Tariffs, Labor Drive Senior Housing Construction Costs Up 6% to 8%

Senior housing construction costs have surged between 6% and 8% over the last year for various types of projects, driven by labor market dynamics and new tariffs on materials such as steel and aluminum.

For a mid-level assisted living project, Winter 2019 costs are generally ranging between $180 and $233 per gross square foot, according to the latest analysis from Des Moines, Iowa-based construction firm The Weitz Company. That compares to $170 to $212 a year ago.

Those costs include general conditions, insurance, tax, bond and fee, but not site costs.
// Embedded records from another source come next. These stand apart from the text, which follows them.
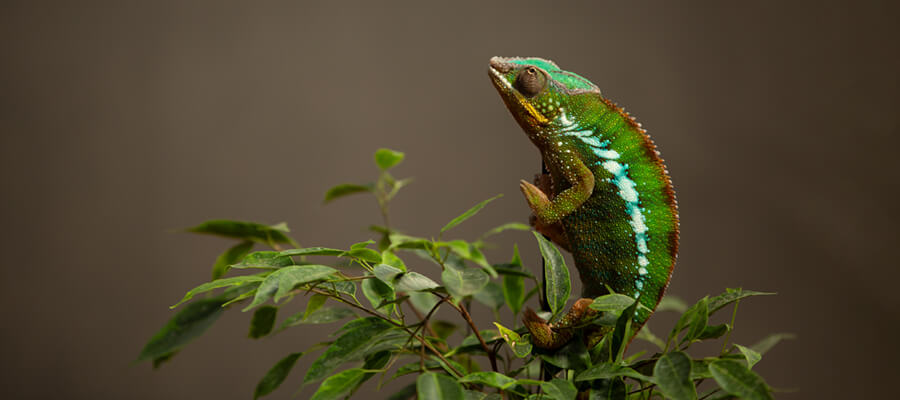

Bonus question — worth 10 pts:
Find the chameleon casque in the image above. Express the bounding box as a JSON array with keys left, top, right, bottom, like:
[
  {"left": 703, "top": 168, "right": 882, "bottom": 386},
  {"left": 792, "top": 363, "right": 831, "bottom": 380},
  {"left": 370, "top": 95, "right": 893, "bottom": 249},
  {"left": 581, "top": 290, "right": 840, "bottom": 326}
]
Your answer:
[{"left": 489, "top": 57, "right": 678, "bottom": 349}]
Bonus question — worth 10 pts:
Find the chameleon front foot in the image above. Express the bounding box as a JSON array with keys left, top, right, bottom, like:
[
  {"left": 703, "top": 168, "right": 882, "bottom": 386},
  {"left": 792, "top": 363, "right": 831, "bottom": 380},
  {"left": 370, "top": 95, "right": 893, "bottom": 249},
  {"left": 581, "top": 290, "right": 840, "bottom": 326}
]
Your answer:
[{"left": 522, "top": 298, "right": 597, "bottom": 350}]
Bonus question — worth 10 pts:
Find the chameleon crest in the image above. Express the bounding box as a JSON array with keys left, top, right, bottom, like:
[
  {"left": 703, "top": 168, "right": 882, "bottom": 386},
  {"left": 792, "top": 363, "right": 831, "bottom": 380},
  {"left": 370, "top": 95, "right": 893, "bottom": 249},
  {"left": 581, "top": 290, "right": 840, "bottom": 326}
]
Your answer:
[{"left": 489, "top": 57, "right": 678, "bottom": 348}]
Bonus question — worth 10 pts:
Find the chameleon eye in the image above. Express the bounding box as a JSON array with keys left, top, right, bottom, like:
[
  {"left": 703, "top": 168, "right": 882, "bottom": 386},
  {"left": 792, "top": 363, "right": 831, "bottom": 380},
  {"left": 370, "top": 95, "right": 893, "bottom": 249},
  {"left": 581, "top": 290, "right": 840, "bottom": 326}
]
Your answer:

Costs will be generally be higher in larger metro markets and lower in less competitive markets.


Independent living costs are also on the upswing. Last winter, mid-level IL units were running between $141 and $171 per gross square foot to construct; that range is now $156 to $186. Independent living common spaces have become more costly to construct as well. Last year, costs for IL common spaces were running between $231 and $299 for mid-level projects, and now they are between $256 and $325.

For its analyses of construction costs, Weitz separates IL unit costs and common space costs. That’s because in higher acuity settings such as assisted living or skilled nursing, the common spaces tend to be more uniform and modest across projects, whereas some independent living projects have much more elaborate and costly dining areas, activity rooms and the like, Larry Graeve, Weitz senior vice president, told Senior Housing News.
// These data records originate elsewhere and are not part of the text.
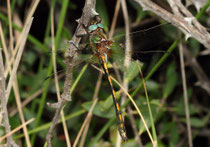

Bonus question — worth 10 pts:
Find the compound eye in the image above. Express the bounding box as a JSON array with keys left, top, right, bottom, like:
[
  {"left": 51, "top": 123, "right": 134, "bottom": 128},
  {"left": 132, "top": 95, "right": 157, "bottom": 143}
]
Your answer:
[
  {"left": 88, "top": 25, "right": 98, "bottom": 33},
  {"left": 97, "top": 23, "right": 104, "bottom": 29}
]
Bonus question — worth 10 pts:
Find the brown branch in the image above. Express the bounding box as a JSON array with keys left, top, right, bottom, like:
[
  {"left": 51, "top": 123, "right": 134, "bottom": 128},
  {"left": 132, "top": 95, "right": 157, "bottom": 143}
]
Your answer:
[
  {"left": 179, "top": 33, "right": 193, "bottom": 147},
  {"left": 46, "top": 0, "right": 98, "bottom": 147},
  {"left": 135, "top": 0, "right": 210, "bottom": 49}
]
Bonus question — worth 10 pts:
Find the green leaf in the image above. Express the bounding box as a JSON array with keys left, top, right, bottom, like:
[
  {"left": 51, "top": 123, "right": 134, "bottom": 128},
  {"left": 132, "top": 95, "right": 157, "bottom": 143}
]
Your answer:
[{"left": 190, "top": 116, "right": 209, "bottom": 128}]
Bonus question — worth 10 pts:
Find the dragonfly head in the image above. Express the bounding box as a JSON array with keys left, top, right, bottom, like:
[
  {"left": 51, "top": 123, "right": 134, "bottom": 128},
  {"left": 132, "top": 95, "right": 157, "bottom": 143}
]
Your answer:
[{"left": 88, "top": 15, "right": 104, "bottom": 33}]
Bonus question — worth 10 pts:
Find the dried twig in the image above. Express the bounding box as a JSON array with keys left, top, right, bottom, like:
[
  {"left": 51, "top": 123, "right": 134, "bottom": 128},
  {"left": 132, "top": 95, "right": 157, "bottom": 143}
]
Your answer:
[
  {"left": 46, "top": 0, "right": 97, "bottom": 146},
  {"left": 0, "top": 118, "right": 35, "bottom": 142},
  {"left": 179, "top": 35, "right": 193, "bottom": 147},
  {"left": 46, "top": 8, "right": 71, "bottom": 147},
  {"left": 135, "top": 0, "right": 210, "bottom": 49}
]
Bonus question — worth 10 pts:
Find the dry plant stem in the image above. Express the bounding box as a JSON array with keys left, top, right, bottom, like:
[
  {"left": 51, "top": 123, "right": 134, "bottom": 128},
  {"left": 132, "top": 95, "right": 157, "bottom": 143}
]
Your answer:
[
  {"left": 6, "top": 18, "right": 33, "bottom": 101},
  {"left": 183, "top": 47, "right": 210, "bottom": 95},
  {"left": 46, "top": 8, "right": 71, "bottom": 147},
  {"left": 9, "top": 89, "right": 43, "bottom": 117},
  {"left": 135, "top": 0, "right": 210, "bottom": 49},
  {"left": 127, "top": 106, "right": 143, "bottom": 147},
  {"left": 0, "top": 17, "right": 31, "bottom": 147},
  {"left": 179, "top": 35, "right": 193, "bottom": 147},
  {"left": 6, "top": 0, "right": 40, "bottom": 77},
  {"left": 79, "top": 72, "right": 103, "bottom": 147},
  {"left": 7, "top": 0, "right": 14, "bottom": 53},
  {"left": 73, "top": 98, "right": 98, "bottom": 147},
  {"left": 109, "top": 0, "right": 120, "bottom": 39},
  {"left": 0, "top": 47, "right": 18, "bottom": 147},
  {"left": 0, "top": 118, "right": 35, "bottom": 142}
]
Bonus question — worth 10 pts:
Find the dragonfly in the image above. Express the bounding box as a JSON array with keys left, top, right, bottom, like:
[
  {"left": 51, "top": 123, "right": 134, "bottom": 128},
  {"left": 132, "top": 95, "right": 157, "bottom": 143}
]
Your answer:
[
  {"left": 50, "top": 16, "right": 171, "bottom": 141},
  {"left": 81, "top": 16, "right": 128, "bottom": 141}
]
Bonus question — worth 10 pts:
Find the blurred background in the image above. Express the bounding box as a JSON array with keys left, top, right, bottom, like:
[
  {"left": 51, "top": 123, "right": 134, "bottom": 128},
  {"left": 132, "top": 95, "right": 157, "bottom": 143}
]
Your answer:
[{"left": 0, "top": 0, "right": 210, "bottom": 147}]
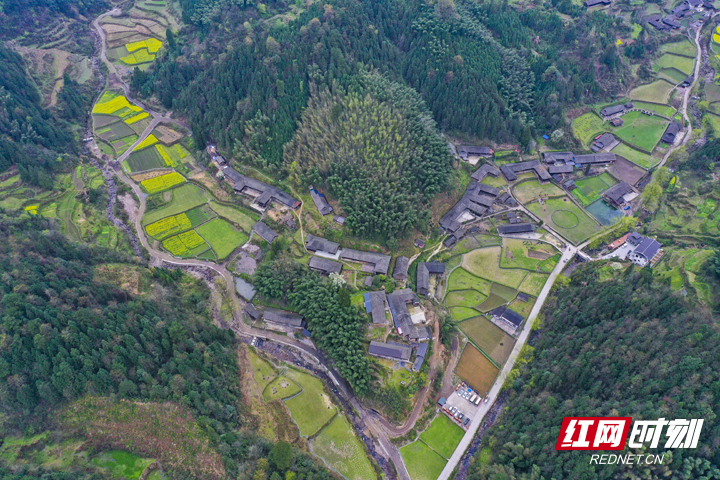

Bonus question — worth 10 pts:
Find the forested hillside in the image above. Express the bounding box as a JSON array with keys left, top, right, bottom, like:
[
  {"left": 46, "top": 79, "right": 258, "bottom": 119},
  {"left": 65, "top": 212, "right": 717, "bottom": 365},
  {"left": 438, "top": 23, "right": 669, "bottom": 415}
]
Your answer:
[
  {"left": 469, "top": 264, "right": 720, "bottom": 480},
  {"left": 0, "top": 215, "right": 328, "bottom": 479},
  {"left": 133, "top": 0, "right": 625, "bottom": 167},
  {"left": 0, "top": 45, "right": 80, "bottom": 189}
]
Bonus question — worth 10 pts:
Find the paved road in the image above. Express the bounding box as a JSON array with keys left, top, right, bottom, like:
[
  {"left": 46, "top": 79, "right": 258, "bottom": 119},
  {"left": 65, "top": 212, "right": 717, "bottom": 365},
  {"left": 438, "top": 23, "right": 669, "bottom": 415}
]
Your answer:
[{"left": 438, "top": 247, "right": 578, "bottom": 480}]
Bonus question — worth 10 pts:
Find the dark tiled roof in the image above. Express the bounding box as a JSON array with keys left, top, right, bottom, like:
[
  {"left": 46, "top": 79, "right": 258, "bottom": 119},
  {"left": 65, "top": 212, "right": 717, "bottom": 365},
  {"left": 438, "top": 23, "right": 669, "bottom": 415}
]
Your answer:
[
  {"left": 340, "top": 248, "right": 392, "bottom": 275},
  {"left": 305, "top": 233, "right": 340, "bottom": 255},
  {"left": 498, "top": 223, "right": 535, "bottom": 234},
  {"left": 368, "top": 340, "right": 412, "bottom": 362},
  {"left": 393, "top": 257, "right": 410, "bottom": 280},
  {"left": 308, "top": 257, "right": 342, "bottom": 275},
  {"left": 253, "top": 222, "right": 278, "bottom": 243},
  {"left": 263, "top": 308, "right": 305, "bottom": 328}
]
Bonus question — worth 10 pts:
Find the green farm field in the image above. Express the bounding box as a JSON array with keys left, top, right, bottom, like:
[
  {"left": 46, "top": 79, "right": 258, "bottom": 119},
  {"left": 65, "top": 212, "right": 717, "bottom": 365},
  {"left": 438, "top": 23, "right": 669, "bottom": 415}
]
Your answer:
[
  {"left": 528, "top": 197, "right": 601, "bottom": 245},
  {"left": 400, "top": 440, "right": 447, "bottom": 480},
  {"left": 458, "top": 312, "right": 519, "bottom": 365},
  {"left": 420, "top": 413, "right": 465, "bottom": 458},
  {"left": 615, "top": 112, "right": 669, "bottom": 152},
  {"left": 623, "top": 80, "right": 674, "bottom": 104},
  {"left": 210, "top": 201, "right": 260, "bottom": 232},
  {"left": 285, "top": 369, "right": 337, "bottom": 437},
  {"left": 142, "top": 184, "right": 208, "bottom": 225},
  {"left": 195, "top": 218, "right": 248, "bottom": 260},
  {"left": 500, "top": 238, "right": 558, "bottom": 271},
  {"left": 572, "top": 112, "right": 603, "bottom": 145},
  {"left": 513, "top": 180, "right": 564, "bottom": 204},
  {"left": 311, "top": 414, "right": 377, "bottom": 480},
  {"left": 612, "top": 142, "right": 662, "bottom": 169},
  {"left": 462, "top": 247, "right": 527, "bottom": 288}
]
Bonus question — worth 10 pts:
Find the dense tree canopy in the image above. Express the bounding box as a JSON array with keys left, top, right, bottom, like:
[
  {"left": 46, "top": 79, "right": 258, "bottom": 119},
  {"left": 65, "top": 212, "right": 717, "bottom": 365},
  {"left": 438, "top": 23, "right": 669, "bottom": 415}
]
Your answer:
[{"left": 469, "top": 264, "right": 720, "bottom": 480}]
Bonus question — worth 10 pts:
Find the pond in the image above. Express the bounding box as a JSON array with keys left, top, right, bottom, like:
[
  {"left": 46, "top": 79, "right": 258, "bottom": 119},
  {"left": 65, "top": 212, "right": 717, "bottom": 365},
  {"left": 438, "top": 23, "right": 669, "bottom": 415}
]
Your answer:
[{"left": 587, "top": 200, "right": 625, "bottom": 226}]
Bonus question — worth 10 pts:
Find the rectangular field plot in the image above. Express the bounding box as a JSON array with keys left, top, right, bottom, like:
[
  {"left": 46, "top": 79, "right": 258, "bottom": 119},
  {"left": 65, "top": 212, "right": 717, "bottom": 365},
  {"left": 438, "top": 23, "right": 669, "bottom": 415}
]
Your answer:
[
  {"left": 140, "top": 172, "right": 185, "bottom": 193},
  {"left": 195, "top": 218, "right": 248, "bottom": 260},
  {"left": 420, "top": 413, "right": 465, "bottom": 458},
  {"left": 163, "top": 230, "right": 210, "bottom": 258},
  {"left": 528, "top": 197, "right": 600, "bottom": 245},
  {"left": 500, "top": 238, "right": 558, "bottom": 271},
  {"left": 126, "top": 148, "right": 166, "bottom": 173},
  {"left": 455, "top": 343, "right": 498, "bottom": 396},
  {"left": 311, "top": 415, "right": 376, "bottom": 480},
  {"left": 612, "top": 142, "right": 662, "bottom": 169},
  {"left": 520, "top": 273, "right": 548, "bottom": 297},
  {"left": 655, "top": 53, "right": 695, "bottom": 75},
  {"left": 447, "top": 268, "right": 492, "bottom": 295},
  {"left": 462, "top": 247, "right": 526, "bottom": 288},
  {"left": 623, "top": 80, "right": 675, "bottom": 104},
  {"left": 570, "top": 175, "right": 617, "bottom": 207},
  {"left": 572, "top": 112, "right": 603, "bottom": 144},
  {"left": 285, "top": 370, "right": 337, "bottom": 437},
  {"left": 142, "top": 184, "right": 207, "bottom": 225},
  {"left": 400, "top": 440, "right": 447, "bottom": 480},
  {"left": 615, "top": 112, "right": 670, "bottom": 152},
  {"left": 458, "top": 316, "right": 516, "bottom": 365},
  {"left": 513, "top": 180, "right": 564, "bottom": 203}
]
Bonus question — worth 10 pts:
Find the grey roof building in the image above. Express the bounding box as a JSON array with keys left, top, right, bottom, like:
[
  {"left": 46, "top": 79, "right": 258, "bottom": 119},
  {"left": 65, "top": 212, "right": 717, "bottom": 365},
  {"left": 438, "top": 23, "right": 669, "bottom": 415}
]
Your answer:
[
  {"left": 310, "top": 187, "right": 332, "bottom": 215},
  {"left": 498, "top": 223, "right": 535, "bottom": 235},
  {"left": 363, "top": 290, "right": 387, "bottom": 325},
  {"left": 263, "top": 308, "right": 305, "bottom": 328},
  {"left": 393, "top": 257, "right": 410, "bottom": 280},
  {"left": 470, "top": 163, "right": 500, "bottom": 182},
  {"left": 368, "top": 340, "right": 412, "bottom": 362},
  {"left": 340, "top": 248, "right": 392, "bottom": 275},
  {"left": 308, "top": 257, "right": 342, "bottom": 275},
  {"left": 417, "top": 262, "right": 445, "bottom": 295},
  {"left": 228, "top": 167, "right": 300, "bottom": 208},
  {"left": 253, "top": 222, "right": 279, "bottom": 243},
  {"left": 305, "top": 233, "right": 340, "bottom": 255}
]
Construction costs have been steadily rising in senior living due in large part to a labor shortage, but there are signs that this could be alleviated somewhat in the months ahead. Data from the Architectural Billing Index suggest that there are fewer new building projects of all sorts — not just senior living — in the pipeline at the moment, Graeve said. Data from Engineering News-Record and the Construction Industry Confidence Index bear this out as well.


Meanwhile, figures from the National Investment Center for Seniors Housing & Care (NIC), shows construction starts are also decreasing in senior housing specifically.

Still, that trend does not hold across all markets, Graeve pointed out.

“Here’s my hunch,” he said. “There’s still demand in a lot of markets for senior living. Even if other market segments cool or soften, there could still be strong senior living in some markets and those [construction] prices might come down because there are [fewer] other projects drawing contractor pools away.”

Tariffs put in place by the Trump administration are the other major factor causing a spike in construction costs. The tariffs apply to building materials that are hard to avoid, so it’s difficult to adjust projects to avoid these higher costs.

“If you had aluminum windows and went to vinyl, you’ll see a savings, but there are not too many cases where you would [be able to see] a significant change the overall costs of the job.” Graeve said. “Wood is being tariffed out of Canada, there’s steel/aluminum tariffs, so you’re kind of stuck. Even a concrete building will be affected because of reinforcing steel.”

Faced with rising costs, some senior living developers have been putting extra effort into value-engineering projects and trying to lock in pricing.